Check if a variable is undefined in PHP
You can use -
$isTouch = isset($variable);
It will return true if the $variable is defined. If the variable is not defined it will return false.
Note: It returns TRUE if the variable exists and has a value other than NULL, FALSE otherwise.
If you want to check for false, 0, etc., you can then use empty() -
$isTouch = empty($variable);
empty() works for -
- "" (an empty string)
- 0 (0 as an integer)
- 0.0 (0 as a float)
- "0" (0 as a string)
- NULL
- FALSE
- array() (an empty array)
- $var; (a variable declared, but without a value)
Another way is simply:
if($test){
echo "Yes 1";
}
if(!is_null($test)){
echo "Yes 2";
}
$test = "hello";
if($test){
echo "Yes 3";
}
Will return:
"Yes 3"
The best way is to use isset(). Otherwise you can have an error like "undefined $test".
You can do it like this:
if(isset($test) && ($test!==null))
You'll not have any error, because the first condition isn't accepted.

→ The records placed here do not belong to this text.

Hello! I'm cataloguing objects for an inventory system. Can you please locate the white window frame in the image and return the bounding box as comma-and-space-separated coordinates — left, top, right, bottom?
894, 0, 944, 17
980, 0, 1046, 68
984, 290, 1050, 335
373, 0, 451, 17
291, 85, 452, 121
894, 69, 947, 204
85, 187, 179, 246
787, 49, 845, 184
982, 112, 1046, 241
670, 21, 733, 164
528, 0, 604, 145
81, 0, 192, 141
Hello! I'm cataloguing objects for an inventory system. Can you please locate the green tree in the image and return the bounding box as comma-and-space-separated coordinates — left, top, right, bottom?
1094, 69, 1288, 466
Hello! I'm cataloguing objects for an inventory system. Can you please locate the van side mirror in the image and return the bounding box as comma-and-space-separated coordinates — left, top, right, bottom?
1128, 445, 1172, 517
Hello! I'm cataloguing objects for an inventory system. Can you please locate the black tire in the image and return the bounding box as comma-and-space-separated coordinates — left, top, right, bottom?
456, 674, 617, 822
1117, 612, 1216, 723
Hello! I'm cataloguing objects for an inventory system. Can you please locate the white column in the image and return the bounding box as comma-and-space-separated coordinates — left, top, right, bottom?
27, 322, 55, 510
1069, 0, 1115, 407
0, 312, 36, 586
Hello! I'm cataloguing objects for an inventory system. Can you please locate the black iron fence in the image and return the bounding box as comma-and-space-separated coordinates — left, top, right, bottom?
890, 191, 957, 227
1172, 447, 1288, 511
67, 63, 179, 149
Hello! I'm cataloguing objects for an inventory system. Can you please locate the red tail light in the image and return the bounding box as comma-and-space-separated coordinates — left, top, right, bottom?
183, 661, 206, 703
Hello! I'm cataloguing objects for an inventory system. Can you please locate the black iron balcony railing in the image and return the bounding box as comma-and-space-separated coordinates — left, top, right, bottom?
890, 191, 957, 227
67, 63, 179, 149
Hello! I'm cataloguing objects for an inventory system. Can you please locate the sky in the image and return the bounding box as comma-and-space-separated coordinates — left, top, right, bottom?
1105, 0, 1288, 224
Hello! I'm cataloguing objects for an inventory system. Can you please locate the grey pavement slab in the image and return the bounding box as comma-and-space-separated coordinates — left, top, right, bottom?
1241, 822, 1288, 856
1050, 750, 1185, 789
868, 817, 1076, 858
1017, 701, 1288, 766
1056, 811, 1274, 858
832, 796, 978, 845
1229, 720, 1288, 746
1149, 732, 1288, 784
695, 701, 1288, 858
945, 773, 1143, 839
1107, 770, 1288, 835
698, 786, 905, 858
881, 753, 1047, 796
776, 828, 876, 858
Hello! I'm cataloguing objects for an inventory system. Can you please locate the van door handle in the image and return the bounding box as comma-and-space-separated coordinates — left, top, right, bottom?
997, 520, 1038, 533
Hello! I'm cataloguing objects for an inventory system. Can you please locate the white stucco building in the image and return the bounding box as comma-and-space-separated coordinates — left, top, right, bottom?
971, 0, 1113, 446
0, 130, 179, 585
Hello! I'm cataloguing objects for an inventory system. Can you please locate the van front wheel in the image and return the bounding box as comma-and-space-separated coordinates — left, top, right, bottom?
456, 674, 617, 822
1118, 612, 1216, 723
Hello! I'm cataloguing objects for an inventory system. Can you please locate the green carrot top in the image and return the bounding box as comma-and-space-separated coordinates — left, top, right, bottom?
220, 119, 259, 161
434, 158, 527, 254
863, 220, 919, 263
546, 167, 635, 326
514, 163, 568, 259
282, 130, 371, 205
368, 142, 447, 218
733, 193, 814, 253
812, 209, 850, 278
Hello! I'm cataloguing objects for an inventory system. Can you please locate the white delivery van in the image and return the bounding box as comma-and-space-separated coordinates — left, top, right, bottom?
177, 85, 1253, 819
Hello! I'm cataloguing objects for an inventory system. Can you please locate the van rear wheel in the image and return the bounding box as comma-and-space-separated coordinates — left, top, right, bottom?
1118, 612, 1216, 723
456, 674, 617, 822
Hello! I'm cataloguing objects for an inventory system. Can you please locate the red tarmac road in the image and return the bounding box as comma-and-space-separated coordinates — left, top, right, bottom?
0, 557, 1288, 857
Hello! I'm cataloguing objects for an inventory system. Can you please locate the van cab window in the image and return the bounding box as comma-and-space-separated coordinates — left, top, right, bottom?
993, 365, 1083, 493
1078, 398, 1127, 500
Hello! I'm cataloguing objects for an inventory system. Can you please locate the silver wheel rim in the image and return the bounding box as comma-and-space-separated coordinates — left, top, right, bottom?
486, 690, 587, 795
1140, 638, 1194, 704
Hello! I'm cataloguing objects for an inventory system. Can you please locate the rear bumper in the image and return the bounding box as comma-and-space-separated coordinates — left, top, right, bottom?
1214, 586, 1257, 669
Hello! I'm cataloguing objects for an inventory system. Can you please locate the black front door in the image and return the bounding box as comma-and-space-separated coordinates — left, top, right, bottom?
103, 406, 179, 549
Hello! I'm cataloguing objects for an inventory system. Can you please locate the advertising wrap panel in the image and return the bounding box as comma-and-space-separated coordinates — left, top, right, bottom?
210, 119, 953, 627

The isset() function does not check if a variable is defined.
It seems you've specifically stated that you're not looking for isset() in the question. I don't know why there are so many answers stating that isset() is the way to go, or why the accepted answer states that as well.
It's important to realize in programming that null is something. I don't know why it was decided that isset() would return false if the value is null.
To check if a variable is undefined you will have to check if the variable is in the list of defined variables, using get_defined_vars(). There is no equivalent to JavaScript's undefined (which is what was shown in the question, no jQuery being used there).
In the following example it will work the same way as JavaScript's undefined check.
$isset = isset($variable);
var_dump($isset); // false
But in this example, it won't work like JavaScript's undefined check.
$variable = null;
$isset = isset($variable);
var_dump($isset); // false
$variable is being defined as null, but the isset() call still fails.
So how do you actually check if a variable is defined? You check the defined variables.
Using get_defined_vars() will return an associative array with keys as variable names and values as the variable values. We still can't use isset(get_defined_vars()['variable']) here because the key could exist and the value still be null, so we have to use array_key_exists('variable', get_defined_vars()).
$variable = null;
$isset = array_key_exists('variable', get_defined_vars());
var_dump($isset); // true
$isset = array_key_exists('otherVariable', get_defined_vars());
var_dump($isset); // false
However, if you're finding that in your code you have to check for whether a variable has been defined or not, then you're likely doing something wrong. This is my personal belief as to why the core PHP developers left isset() to return false when something is null.
To check if a variable is set you need to use the isset function.
$lorem = 'potato';
if(isset($lorem)){
echo 'isset true' . '<br />';
}else{
echo 'isset false' . '<br />';
}
if(isset($ipsum)){
echo 'isset true' . '<br />';
}else{
echo 'isset false' . '<br />';
}
This code will print:
isset true
isset false
Read more in isset.
You can use the ternary operator to check whether the value is set by POST/GET or not. Something like this:
$value1 = $_POST['value1'] = isset($_POST['value1']) ? $_POST['value1'] : '';
$value2 = $_POST['value2'] = isset($_POST['value2']) ? $_POST['value2'] : '';
$value3 = $_POST['value3'] = isset($_POST['value3']) ? $_POST['value3'] : '';
$value4 = $_POST['value4'] = isset($_POST['value4']) ? $_POST['value4'] : '';